Edelman’s work demonstrates the remarkable applicability of Darwin’s ideas to all aspects of living things. Darwin wrote about how evolution shapes the destiny of whole organisms, but its principles apply to individual cells, too. Cancer cells, for example, compete with native cells for the body’s resources, and the best-adapted ones grow so quickly that they become tumors. “Cancer evolves in our bodies according to principles dictated by natural selection,” says Randolph Nesse of the University of Michigan, a pioneer in the field of evolutionary medicine. Practitioners of evolutionary medicine analyze patterns of disease and morbidity by considering the deep history of our species. From that perspective, it becomes clear that humans are prone to obesity because our bodies evolved in an environment of scarcity, where consuming as much high-energy food as possible was a useful survival strategy. (In a fast-food restaurant, not so much.) An evolutionary perspective also suggests why men die, on average, seven years earlier than women: The factors that maximize their reproductive success also interfere with their long-term health. “Without an evolutionary background, you really can’t get a grasp on why the body isn’t designed better,” Nesse says. “It allows you to answer questions that you otherwise would not be able to answer at all, such as ‘Why does aging exist?’ and ‘Why does sex exist?’?”

According to Helen Fisher and other proponents of evolutionary psychology, the theory of evolution helps them address questions like “What is love?” and “Why do we vote the way we do?” Many evolution­ary psychologists believe that the cognitive and emotional makeup of human beings represents an adaptation to our ancestral environment. Biologist Edward O. Wilson of Harvard University launched the discipline in 1975 with one slim chapter in his book Sociobiology: The New Synthesis, suggesting that insights into animal behavior afforded by evolutionary theory could apply to human animals, too.

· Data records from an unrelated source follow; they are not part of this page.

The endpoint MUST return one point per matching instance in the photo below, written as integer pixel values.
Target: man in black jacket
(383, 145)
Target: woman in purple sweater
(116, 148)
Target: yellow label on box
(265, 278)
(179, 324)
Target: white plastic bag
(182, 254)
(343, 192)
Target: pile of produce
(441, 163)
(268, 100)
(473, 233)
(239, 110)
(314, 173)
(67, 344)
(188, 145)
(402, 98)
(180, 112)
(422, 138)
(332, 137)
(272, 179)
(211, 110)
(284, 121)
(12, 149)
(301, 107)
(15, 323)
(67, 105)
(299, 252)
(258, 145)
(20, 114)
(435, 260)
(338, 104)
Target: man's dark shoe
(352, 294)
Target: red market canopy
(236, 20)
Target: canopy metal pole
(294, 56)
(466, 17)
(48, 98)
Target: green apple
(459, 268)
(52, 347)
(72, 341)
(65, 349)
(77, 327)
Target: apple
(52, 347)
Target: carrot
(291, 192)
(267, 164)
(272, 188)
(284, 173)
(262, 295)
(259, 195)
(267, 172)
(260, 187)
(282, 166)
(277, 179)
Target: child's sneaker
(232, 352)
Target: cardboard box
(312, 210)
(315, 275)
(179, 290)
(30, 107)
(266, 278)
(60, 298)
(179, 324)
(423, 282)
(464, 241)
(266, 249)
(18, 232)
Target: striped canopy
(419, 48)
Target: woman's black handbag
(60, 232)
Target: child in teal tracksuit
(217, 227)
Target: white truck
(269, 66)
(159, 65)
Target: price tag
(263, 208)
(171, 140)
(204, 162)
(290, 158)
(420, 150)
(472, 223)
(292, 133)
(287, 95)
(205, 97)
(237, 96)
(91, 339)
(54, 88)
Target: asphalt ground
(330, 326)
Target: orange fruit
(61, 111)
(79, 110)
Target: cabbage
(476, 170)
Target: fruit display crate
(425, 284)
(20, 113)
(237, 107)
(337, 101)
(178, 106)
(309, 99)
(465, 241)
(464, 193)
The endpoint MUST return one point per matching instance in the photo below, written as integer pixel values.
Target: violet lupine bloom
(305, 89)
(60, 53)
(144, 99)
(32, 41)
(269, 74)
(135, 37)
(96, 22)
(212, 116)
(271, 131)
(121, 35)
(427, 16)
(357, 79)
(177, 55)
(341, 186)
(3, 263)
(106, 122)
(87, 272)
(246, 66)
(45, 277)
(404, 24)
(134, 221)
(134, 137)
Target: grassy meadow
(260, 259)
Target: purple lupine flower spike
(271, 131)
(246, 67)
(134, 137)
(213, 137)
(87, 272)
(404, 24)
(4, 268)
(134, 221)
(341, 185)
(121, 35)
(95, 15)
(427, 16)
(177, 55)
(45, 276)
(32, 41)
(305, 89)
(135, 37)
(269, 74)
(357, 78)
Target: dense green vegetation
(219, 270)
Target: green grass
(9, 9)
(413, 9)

Today the evolutionary worldview has expanded into analyses of economics and politics as well as of human mating behavior. It has enriched the “rational choice” model long espoused by economists to explain human behavior in the marketplace. Traditional economic models assume that people act exclusively in their self-interest, just as traditional evolutionary theory describes competition among individuals. But cooperation and altruistic tendencies also show up routinely in studies of economic behavior. People who stand to lose from progressive taxation, for example, may still vote for it. “You can’t predict how people will vote on the issue of income redistribution based on their income,” says economist Herbert Gintis of the Santa Fe Institute in New Mexico.